The industry has sustained growth and productivity gains over the past several decades, against the backdrop of falling prices and rising demand, unprecendented consolidation at all industrial stages, the challenges of regulation, and a demanding social license. Across these fronts, digital transformation offers some answers, and poses some questions. Its form has varied across many industries and its progress has been difficult to measure and explain. Projections for the chicken meat industry (i.e. the ‘power’ of digital) have concentrated on technologies’ technical impacts rather than their influence on business models and associated digital transformation (‘unlocking’ the power). This research reports on developments on both fronts. The work has been conducted in partnership with chicken meat processing firms, including consultations and an industry workshop, and mapping of industry aspirations to technologies, their implementation, and organisational change for their most effective use.
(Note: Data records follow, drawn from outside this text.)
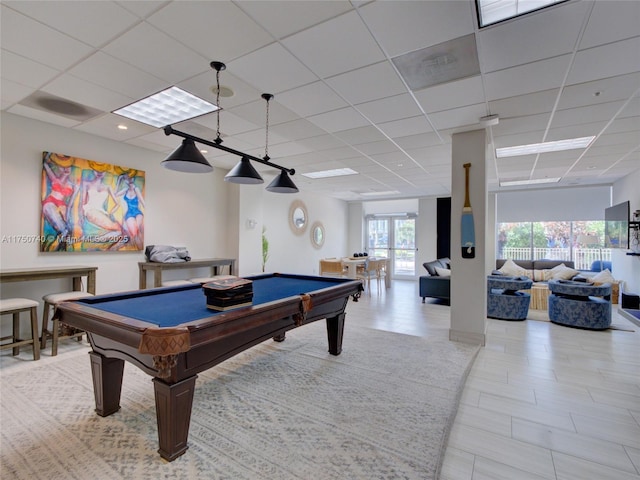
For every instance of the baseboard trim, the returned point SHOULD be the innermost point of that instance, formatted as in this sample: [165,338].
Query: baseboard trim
[467,337]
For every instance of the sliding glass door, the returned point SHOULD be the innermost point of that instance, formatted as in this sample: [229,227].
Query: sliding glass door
[394,237]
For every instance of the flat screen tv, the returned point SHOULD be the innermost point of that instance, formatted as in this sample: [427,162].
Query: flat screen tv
[616,226]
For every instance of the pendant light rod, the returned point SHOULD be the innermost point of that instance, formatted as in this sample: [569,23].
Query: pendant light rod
[169,130]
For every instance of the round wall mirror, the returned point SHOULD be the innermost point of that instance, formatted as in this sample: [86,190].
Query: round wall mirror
[298,217]
[317,234]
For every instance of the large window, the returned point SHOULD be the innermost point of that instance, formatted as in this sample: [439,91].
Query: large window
[394,237]
[580,241]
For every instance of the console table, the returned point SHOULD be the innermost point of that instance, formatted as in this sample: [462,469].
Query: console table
[579,304]
[157,268]
[75,272]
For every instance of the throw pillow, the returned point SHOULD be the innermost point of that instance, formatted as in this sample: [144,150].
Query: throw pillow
[562,272]
[512,269]
[603,277]
[443,272]
[538,275]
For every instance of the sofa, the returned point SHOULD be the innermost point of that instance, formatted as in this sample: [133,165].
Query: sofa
[437,282]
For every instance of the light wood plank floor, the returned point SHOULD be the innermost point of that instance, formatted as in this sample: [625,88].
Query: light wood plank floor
[542,401]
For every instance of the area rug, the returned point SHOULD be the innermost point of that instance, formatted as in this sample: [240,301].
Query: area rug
[380,410]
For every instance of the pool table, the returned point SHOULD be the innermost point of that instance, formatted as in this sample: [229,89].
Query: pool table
[170,334]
A major conclusion drawn is that stakeholders in the chicken meat industry are well aware of potential gains from digital transformation; indeed many processing firms and producers are actively pursuing such change. They are doing this for a variety of reasons and from a variety of starting points. Another is that institutional and competitive conditions in the Australian chicken meat industry do not lend themselves to sharing of data; data governance’s legal basis is one problem but trust along the supply chain is also a significant barrier to change. The report identifies a number of possible delivery mechanisms for digital services, and such barriers in a number of ways also constrain these developments. Producers and processing firms acknowedge the lack of decision support tools suited to analysis of investment and organisational change to achieve digital transformation. Processing firms’ skillsets are a source of pride, but firms acknowledge that digital-related skills do constrain progress. Improved skills are not, however, a solution in themselves, as they require accompanying management change, particularly around decision making and automation. Regarding the development of a digital service industry for chicken meat, contact points are lacking among business analytics, data and communications provision, and technical chicken meat production and delivery.
The report’s recommendations provide a road map for change and an associated set of proposed strategic steps toward achieving the outcomes identified by industry. The strategies allocate proposed action among producers, processors and various levels of government. They also identify actions for the industry as a whole, and funding mechanisms. Many of these steps use existing initiatives and resources, and all recognise firms’ unique starting points and aspirations.